Decision curve analysis
To evaluate the clinical utility of the prediction models, DCA was performed to assess the net benefit across a range of threshold probabilities (Figure 6(b)). The DCA curves indicated that, within a wide threshold interval (approximately 10%–50%), applying ML models—such as AdaBoost or XGBoost—yielded higher net benefit compared with the default strategies of treating all or treating none. Specifically, the AdaBoost model demonstrated the highest or near-highest net benefit across most thresholds, suggesting that clinical decisions informed by this model could reduce both overtreatment and undertreatment. In the low-risk range (thresholds between 10% and 30%), the net benefit of AdaBoost and XGBoost exceeded that of other models. At intermediate thresholds (30%–50%), the performance of the top models converged, with all clearly outperforming the default strategies. The decision curves for ridge logistic regression and random forest were slightly lower than those of AdaBoost but remained above the treat-all and treat-none lines, indicating meaningful benefit. Overall, the DCA supported the potential clinical value of LDAR-based ML models in guiding early intervention decisions. In critically ill patients with GI malignancies, model-informed risk prediction may facilitate more effective and individualized clinical management.

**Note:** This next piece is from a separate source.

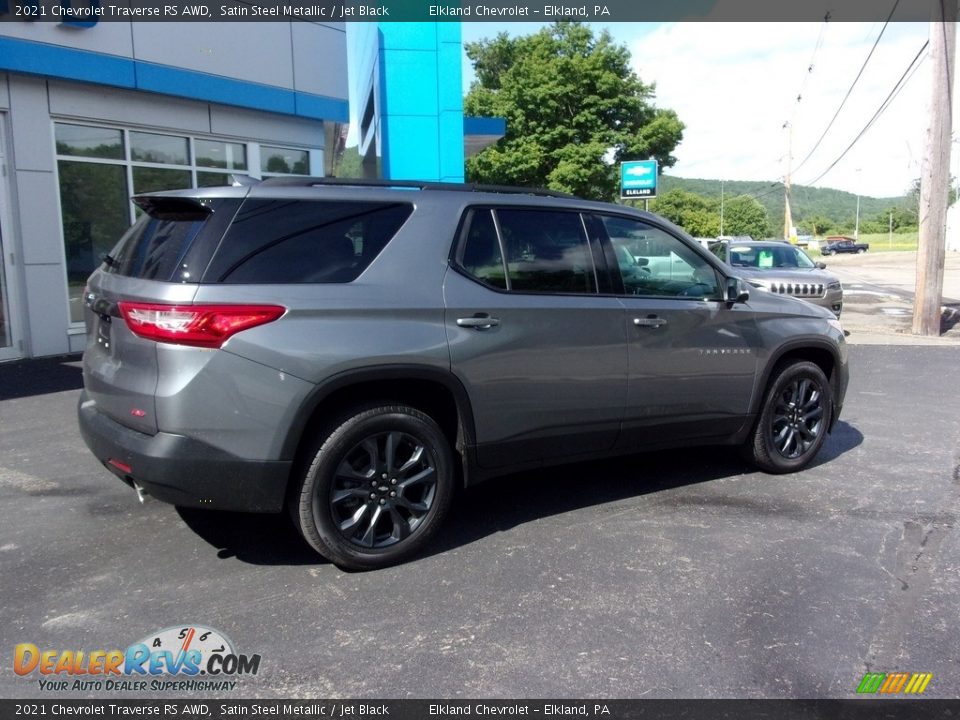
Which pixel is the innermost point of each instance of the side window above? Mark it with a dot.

Model interpretation: SHAP analysis
To elucidate the decision process of the best-performing model (AdaBoost), SHAP were used to quantify the impact and direction of each variable on predicted 28-day mortality risk (Figure 7). The SHAP summary plot ranked features by their average absolute contribution to model output. Among all predictors, SAPS II showed the highest overall importance, with the widest SHAP value distribution, indicating its consistent influence across patients. LDH, the use of CRRT, and LDAR followed closely, reinforcing their substantial contributions to the model's mortality prediction. LDAR, as an input variable, exhibited a predominantly positive SHAP distribution, with higher values (depicted in red) associated with increased predicted mortality risk, while lower values (blue) were linked to reduced risk. This pattern was consistent with findings from logistic regression analysis. In addition to LDAR, other influential features included SAPS II, LDH, CRRT, and coagulation markers such as APTT, all associated with positive SHAP values. Variables such as heart rate, respiratory rate, BUN, serum potassium, and glucose also contributed meaningfully, particularly when abnormal. These features tended to produce positive SHAP values, suggesting that physiological derangements in these parameters were linked to higher mortality predictions. Conversely, chronic comorbidity indicators such as the Charlson Comorbidity Index and metastatic solid tumor status appeared near the bottom of the SHAP ranking, suggesting relatively minor influence on short-term risk prediction compared to acute physiological and biochemical variables. Overall, the SHAP analysis confirmed the clinical plausibility of the model's outputs. The model's reliance on LDAR and other established clinical indicators supported the interpretability and transparency of AdaBoost predictions, reinforcing its potential value in clinical decision-making rather than functioning as a “black box.”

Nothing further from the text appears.